The HIPAA Security Rule applies to both covered entities and business associates because of the potential sharing of "ePHI". The Security Rule outlines standards for the integrity and safety of ePHI, including physical, administrative, and technical safeguards that must be in place in any health care organization.

HIPAA Omnibus Rule

The HIPAA Omnibus Rule is a supplement to apply HIPAA to business associates. 

The HIPAA Omnibus Rule mandates that business associates must be HIPAA compliant and outline the rules surrounding Business Associate Agreements (BAAs). Business Associate Agreements are contracts that must be executed between a covered entity and business associate–or between two business associates–before ANY PHI or ePHI can be transferred or shared. 

3 - HIPAA compliant server.

Suppose you're building an app that uses personal health data, and you're doing business in the US. In that case, you must use servers that are fully compliant with HIPAA.

Not all servers are created equal. When it comes to storing data in the cloud, we need to be careful. Services like Google Cloud and AWS are not HIPAA compliant, which can cause legal problems.

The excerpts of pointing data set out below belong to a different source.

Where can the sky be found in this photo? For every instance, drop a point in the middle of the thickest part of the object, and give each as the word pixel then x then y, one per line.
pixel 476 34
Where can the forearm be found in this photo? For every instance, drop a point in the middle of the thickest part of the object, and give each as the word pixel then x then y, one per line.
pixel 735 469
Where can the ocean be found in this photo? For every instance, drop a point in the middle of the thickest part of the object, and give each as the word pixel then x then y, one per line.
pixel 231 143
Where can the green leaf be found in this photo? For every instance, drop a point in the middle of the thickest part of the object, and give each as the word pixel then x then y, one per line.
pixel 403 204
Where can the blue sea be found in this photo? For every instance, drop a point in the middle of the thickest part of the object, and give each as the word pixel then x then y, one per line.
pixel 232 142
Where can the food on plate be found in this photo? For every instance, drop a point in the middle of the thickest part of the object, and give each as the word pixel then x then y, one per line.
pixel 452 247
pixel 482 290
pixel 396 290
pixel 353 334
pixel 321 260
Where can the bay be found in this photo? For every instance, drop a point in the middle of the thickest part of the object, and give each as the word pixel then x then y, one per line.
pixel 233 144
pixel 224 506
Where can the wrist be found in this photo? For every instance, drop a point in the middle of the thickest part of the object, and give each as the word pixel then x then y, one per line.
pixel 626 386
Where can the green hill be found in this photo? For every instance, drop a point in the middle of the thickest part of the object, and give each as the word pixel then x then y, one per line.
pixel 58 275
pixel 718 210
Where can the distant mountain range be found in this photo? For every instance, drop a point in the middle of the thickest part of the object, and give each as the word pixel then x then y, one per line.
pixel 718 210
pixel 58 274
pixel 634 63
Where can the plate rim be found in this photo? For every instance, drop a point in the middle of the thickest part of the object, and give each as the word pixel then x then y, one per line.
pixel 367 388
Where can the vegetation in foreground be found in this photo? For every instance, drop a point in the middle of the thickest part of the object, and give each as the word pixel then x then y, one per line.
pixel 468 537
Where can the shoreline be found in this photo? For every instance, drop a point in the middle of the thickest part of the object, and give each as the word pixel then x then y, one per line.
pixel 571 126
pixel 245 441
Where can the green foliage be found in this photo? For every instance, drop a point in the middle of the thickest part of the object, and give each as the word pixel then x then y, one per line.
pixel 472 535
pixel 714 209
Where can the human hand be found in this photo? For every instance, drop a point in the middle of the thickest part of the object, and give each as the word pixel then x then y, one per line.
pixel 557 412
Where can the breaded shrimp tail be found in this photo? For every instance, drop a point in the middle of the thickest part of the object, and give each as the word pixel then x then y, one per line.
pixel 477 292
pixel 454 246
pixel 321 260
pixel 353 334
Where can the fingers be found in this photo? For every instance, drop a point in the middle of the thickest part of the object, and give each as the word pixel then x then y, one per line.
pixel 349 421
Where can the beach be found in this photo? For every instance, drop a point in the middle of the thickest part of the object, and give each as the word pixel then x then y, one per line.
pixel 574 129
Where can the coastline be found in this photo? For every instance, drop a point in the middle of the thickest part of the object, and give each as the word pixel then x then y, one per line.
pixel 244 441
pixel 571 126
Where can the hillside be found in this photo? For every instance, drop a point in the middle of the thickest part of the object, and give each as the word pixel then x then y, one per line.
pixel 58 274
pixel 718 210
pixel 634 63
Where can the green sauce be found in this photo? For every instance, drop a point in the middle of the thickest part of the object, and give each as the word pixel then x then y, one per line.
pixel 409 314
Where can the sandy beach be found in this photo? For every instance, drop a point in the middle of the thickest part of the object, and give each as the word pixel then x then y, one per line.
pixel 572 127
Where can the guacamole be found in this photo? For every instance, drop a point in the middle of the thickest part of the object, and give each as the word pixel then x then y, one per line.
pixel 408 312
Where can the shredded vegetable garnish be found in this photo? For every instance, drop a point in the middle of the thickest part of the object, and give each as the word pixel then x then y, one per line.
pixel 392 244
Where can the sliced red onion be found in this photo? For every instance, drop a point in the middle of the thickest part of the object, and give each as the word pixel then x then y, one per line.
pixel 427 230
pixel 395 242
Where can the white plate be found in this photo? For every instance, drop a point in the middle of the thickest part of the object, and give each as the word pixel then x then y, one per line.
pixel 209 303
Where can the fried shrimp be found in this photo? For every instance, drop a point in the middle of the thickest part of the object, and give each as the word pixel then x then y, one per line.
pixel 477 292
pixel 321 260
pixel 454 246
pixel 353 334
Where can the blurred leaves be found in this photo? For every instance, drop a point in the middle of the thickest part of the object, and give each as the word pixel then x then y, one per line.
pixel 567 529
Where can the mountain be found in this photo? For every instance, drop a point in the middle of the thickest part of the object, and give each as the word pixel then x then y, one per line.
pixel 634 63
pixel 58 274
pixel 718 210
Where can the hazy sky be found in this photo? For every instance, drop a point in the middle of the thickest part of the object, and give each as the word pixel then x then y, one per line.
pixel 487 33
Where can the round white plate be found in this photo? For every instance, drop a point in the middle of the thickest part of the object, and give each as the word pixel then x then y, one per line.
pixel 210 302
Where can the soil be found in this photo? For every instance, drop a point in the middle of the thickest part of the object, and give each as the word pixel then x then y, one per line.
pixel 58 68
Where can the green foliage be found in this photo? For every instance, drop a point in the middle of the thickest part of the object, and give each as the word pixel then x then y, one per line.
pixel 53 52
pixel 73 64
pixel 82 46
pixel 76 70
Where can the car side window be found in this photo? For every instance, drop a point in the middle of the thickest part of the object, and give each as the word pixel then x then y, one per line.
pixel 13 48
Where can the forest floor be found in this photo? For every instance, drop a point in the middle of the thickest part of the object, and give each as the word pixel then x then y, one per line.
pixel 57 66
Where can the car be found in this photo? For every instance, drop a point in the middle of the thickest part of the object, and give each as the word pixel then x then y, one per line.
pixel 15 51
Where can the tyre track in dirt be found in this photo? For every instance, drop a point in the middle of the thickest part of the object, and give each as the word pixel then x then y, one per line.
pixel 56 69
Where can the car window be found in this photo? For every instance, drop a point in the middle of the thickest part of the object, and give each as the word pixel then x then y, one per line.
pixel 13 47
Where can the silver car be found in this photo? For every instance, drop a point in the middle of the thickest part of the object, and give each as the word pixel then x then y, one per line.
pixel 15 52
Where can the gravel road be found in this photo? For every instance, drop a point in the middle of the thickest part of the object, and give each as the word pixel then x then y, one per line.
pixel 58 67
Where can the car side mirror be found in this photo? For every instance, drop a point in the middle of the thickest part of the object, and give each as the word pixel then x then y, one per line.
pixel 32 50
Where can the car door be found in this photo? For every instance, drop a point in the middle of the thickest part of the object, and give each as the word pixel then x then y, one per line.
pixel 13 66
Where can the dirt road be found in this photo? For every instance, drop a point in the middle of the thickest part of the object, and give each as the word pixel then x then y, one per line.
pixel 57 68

A few cloud service we recommend:

  • AWS HIPAA Hosting (this is not the regular AWS).

  • RackSpace.

  • Armor.

  • Truevalt.

4 - Do not share important data.

Sometimes after working on a healthcare project for some time, we tend to relax a little bit, thinking that since we have a HIPAA compliant server and we are taking all the considerations, everything will be fine.

Sending data via email is viable but not recommended. While there are robust email services like Proton Mail, most of your users use Google Email, with a password like "HelloHello123". So if you're going to send a document, try not to reveal essential data protected by HIPAA.

If your software connects to a hospital database, don't send any data via FTP. The security on FTPs connection is non-existent and will give you problems and data leaks.